The public spending cuts alone will reduce French economic growth by between 1% and 1.7% per year, depending on the size of the fiscal multiplier. This is not a country that’s been growing at breakneck speed as it stands:
The popular press often assumes that France is uniquely sluggish and in need of “structural reform”, but France has not done substantively worse than most other rich European countries, all of which have struggled. Indeed, France took a relatively small hit in 2008 and has needed less growth to recover, yet it has still routinely kept pace:
The IMF has increasingly been recommending stimulus for countries in these positions. In a recent staff note, some of its economists claim that France still has considerable fiscal space, and could increase its current debt load by more than 100% of GDP without trouble:
Even if France had half the fiscal space the IMF economists think it has, there would be no need for France to do what Fillon is proposing. Indeed, even if it were necessary, there are much more effective ways to reduce the public debt–inflation and economic growth can rapidly reduce the size of the debt in real terms. Austerity reduces economic growth and thereby reduces tax revenue, forcing even larger cuts which damage the economy still further, producing a vicious cycle of pain that imposes a great deal of unnecessary suffering and can even make debt problems worse than before. Fillon’s platform is the modern economic equivalent of the flagellants’ response to the plague–painful, and worsening the problem it’s meant to solve:
Current polling projects that Fillon and Le Pen are likely to be the finalists in the French presidential election. If France’s workers figure out the threat Fillon poses to them and Le Pen offers them succor, we could see large portions of the French left’s voting base defect to the far right. If they do not and Fillon prevails, his brutal economic agenda will only worsen conditions in France and strengthen the far right’s hand going forward.
The French left must organize to meet this grave threat. The current President, François Hollande, is deeply unpopular. But in spite of this, the left wing parties in France still poll competitively if you combine their numbers. The Socialist Party must abandon Hollande and his failed centrist agenda. There needs to be a sit down with the Left Party and the Greens in which a unity candidate is agreed upon. Some neoliberals within the Socialist Party will defect to Emmanuel Macron’s centrist movement. If the Socialist Party splits down the middle, Macron will be boosted to around 20% and the left’s unity candidate will run near 20% as well. This would at least give these movements a chance of beating Fillon and Le Pen, though the chance is slim if Le Pen’s supporters predominately back Fillon in the second round or vice versa.
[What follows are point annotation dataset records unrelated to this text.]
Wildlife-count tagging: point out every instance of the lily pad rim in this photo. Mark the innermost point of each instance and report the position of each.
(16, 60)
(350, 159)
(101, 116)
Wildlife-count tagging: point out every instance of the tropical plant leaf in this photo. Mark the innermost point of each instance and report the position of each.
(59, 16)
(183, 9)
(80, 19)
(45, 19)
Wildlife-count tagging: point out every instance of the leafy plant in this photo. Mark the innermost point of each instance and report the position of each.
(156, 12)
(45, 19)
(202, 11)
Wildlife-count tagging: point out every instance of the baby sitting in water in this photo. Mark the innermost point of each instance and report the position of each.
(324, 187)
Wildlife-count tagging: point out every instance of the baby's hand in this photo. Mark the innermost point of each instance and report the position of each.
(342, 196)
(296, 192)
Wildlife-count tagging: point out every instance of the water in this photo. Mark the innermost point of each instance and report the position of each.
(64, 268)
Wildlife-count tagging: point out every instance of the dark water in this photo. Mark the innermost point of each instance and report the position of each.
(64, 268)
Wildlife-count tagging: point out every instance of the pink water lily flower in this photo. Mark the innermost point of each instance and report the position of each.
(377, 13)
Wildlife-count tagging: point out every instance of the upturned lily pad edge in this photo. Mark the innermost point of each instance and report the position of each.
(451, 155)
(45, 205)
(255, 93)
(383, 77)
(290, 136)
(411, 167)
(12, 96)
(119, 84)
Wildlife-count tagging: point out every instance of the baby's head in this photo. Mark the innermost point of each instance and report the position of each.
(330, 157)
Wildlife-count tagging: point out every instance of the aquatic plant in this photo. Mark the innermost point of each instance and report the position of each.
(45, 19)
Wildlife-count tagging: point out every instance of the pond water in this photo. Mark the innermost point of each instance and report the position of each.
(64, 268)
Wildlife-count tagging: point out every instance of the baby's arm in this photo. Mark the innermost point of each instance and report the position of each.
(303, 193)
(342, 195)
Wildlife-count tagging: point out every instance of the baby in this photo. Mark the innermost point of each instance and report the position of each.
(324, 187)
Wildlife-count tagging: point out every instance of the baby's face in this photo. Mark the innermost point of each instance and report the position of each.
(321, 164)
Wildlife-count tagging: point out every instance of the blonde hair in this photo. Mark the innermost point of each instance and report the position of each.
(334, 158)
Le Pen’s supporters must be convinced of the threat Fillon poses to their job security, and Fillon backers must be convinced of the threat Le Pen poses to the EU and to liberalism. At the same time, the left needs to present a compelling alternative vision for France, one which revitalizes the French state instead of euthanizing it.
If this doesn’t happen–and because the left is so factionalist, the chances are very doubtful–a Fillon/Le Pen contest will deliver France and Europe into the hands of the far right sooner or later, with devastating consequences for the European project. We are watching a car crash in slow motion.